Brownback Complains About Catholic Slur
Tuesday, July 31, 2007; 11:28 PM
WASHINGTON -- Republican presidential hopeful Sam Brownback said rival Mike Huckabee should apologize for a supporter's "prejudiced whisper campaign" against him for being Catholic.
Huckabee issued a statement Tuesday night that didn't apologize for the remarks but said they were neither approved nor condoned by his campaign. He said he was glad that the supporter had issued his own apology and clarification.
The supporter, a pastor in Windsor Heights, Iowa, had sent an e-mail to Brownback supporters pointing out that Huckabee is an evangelical Protestant and Brownback is not. Huckabee, a former Arkansas governor, is an ordained Baptist minister.
"I know Senator Brownback converted to Roman Catholicism in 2002," Rev. Tim Rude, pastor of Walnut Creek Community Church, wrote in the e-mail. "Frankly, as a recovering Catholic myself, that is all I need to know about his discernment when compared to the governor's."
In the e-mail, Rude calls Huckabee "one of us."
Evangelical Protestants have a history of suspicion toward Catholics, although it has lessened significantly in the decades since the National Association of Evangelicals warned against electing John F. Kennedy, a Catholic, to the presidency in 1960.
Issues such as abortion have brought the faiths closer, although some suspicion remains.
Rude apologized Tuesday, saying he never meant to sound critical of Catholicism.
"I was careless in the first place with my words," Rude said in a statement. "I frankly agree theologically more with a Southern Baptist. In no way do I think a Catholic would not make a great president. In fact, if Governor Huckabee drops out of the race, I will support Senator Brownback."
Brownback, a Methodist until he converted, said through a spokesman that Huckabee should apologize. With days to go before the Aug. 11 Iowa straw poll, a traditional measure of strength, Brownback's campaign has sparred with several other campaigns.

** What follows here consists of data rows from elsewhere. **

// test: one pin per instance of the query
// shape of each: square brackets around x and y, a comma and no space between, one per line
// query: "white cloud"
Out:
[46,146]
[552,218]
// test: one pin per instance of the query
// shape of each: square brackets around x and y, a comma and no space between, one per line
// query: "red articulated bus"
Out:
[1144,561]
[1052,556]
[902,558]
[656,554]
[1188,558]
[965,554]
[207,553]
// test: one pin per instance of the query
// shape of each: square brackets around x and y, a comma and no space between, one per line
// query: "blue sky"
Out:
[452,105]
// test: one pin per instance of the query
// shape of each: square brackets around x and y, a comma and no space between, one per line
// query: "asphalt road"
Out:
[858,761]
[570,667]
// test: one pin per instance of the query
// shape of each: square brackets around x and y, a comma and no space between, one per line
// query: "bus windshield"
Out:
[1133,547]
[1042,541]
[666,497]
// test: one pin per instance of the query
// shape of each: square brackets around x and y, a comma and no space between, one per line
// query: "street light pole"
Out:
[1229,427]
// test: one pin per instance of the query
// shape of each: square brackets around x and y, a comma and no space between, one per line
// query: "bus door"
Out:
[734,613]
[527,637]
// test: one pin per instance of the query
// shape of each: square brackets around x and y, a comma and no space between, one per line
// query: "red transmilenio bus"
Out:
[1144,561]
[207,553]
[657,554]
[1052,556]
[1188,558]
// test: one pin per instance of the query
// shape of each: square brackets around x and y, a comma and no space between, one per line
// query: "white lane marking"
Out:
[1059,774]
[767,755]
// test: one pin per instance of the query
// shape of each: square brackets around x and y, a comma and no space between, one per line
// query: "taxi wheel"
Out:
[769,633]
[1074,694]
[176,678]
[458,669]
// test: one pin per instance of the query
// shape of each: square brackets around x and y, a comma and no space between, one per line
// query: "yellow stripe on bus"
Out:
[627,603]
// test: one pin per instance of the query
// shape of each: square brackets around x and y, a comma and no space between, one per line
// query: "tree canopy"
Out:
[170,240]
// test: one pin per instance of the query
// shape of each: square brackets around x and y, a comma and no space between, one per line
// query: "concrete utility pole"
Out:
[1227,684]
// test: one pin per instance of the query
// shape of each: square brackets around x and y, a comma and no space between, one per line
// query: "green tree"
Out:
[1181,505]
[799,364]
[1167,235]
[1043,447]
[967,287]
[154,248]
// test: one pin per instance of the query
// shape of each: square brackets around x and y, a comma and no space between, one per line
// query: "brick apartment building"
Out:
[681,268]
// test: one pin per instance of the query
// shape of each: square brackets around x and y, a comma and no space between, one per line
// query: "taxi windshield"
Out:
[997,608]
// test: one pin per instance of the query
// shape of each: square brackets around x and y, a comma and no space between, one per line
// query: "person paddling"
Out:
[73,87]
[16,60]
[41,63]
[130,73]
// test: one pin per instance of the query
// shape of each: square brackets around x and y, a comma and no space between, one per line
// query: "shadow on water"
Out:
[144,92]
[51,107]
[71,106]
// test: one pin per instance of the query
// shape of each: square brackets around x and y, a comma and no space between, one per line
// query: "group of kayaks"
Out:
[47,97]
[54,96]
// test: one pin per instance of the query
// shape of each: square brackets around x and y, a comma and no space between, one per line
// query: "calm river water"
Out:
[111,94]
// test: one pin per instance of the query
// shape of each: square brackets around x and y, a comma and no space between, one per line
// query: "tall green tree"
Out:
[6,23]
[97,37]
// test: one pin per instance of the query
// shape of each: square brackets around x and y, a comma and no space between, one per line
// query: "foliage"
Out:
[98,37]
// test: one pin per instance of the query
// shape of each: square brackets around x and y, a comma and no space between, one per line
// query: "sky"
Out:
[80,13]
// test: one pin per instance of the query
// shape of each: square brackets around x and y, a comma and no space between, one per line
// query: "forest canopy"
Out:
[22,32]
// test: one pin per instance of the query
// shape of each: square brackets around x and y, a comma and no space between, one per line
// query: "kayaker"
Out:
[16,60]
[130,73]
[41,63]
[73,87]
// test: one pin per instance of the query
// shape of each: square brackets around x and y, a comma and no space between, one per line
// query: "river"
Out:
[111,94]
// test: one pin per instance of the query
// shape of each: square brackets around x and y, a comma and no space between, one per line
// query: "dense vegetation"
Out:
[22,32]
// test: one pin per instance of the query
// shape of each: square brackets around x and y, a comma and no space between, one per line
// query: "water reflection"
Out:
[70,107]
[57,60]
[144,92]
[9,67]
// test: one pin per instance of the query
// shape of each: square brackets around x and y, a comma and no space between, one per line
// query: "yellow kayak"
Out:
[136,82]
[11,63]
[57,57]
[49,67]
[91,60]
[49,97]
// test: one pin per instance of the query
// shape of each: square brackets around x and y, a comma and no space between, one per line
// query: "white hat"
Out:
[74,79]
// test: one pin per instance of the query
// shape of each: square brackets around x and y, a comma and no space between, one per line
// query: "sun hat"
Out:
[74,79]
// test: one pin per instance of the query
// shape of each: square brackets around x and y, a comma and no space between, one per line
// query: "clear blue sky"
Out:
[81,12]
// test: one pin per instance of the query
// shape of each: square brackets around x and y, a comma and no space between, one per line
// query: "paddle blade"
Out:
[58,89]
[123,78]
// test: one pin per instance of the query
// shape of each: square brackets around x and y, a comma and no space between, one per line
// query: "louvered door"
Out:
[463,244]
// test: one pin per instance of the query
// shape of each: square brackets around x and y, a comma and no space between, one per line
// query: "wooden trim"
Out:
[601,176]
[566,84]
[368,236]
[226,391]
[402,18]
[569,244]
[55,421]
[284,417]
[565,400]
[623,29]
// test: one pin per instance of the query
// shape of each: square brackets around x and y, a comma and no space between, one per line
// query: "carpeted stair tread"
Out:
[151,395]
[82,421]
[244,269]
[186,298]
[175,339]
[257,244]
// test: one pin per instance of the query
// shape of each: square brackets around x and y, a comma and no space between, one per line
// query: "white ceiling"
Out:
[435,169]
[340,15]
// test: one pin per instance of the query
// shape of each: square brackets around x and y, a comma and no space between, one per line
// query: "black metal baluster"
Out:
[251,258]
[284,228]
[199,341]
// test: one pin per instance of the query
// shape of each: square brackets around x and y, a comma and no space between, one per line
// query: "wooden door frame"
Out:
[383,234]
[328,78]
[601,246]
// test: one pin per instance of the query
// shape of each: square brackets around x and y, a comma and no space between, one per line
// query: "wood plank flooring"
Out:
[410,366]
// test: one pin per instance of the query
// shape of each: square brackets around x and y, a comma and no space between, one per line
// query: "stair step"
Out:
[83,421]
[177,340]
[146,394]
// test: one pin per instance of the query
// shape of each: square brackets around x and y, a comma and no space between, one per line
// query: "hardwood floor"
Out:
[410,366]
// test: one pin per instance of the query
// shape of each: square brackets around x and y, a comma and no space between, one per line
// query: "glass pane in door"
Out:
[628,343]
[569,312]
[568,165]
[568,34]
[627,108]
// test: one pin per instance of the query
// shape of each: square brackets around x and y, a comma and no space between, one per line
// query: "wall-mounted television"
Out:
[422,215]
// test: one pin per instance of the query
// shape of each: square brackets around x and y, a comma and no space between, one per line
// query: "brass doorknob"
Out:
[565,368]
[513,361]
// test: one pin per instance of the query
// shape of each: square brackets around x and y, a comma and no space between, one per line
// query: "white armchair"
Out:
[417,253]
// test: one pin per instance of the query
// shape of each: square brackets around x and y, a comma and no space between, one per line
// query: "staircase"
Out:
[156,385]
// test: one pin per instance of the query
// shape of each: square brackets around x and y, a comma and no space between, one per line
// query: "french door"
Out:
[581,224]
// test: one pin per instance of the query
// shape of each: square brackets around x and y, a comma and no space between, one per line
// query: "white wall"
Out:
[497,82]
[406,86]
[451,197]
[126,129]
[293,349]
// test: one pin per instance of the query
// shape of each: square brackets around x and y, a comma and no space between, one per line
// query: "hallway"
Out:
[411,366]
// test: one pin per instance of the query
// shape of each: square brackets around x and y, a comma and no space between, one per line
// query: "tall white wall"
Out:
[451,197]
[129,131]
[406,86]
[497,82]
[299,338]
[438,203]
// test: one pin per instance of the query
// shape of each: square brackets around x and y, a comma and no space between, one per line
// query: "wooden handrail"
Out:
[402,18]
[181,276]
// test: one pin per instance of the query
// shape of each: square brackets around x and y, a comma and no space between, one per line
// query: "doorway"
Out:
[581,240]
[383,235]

"Governor Huckabee should apologize and denounce this prejudiced whisper campaign," Brownback spokesman John Rankin said. "Political campaigns should focus on the issues that Americans care about, not make bigoted slurs aimed at a person's faith and character."
Huckabee spokesman Eric Woolson said Rude is not a campaign staffer and was expressing a personal opinion in what he believed was a private e-mail.
Huckabee's statement Tuesday night contended that his campaign had the support of Catholics as well as other people of faith.
"I consider Sam Brownback a Christian brother and know that he feels likewise toward me," he said. "Like Senator Brownback, several key members of my staff are Roman Catholic. As believers, we don't have time to fight each other. We need to focus on having a servant's spirit and bringing hope to those who have given up."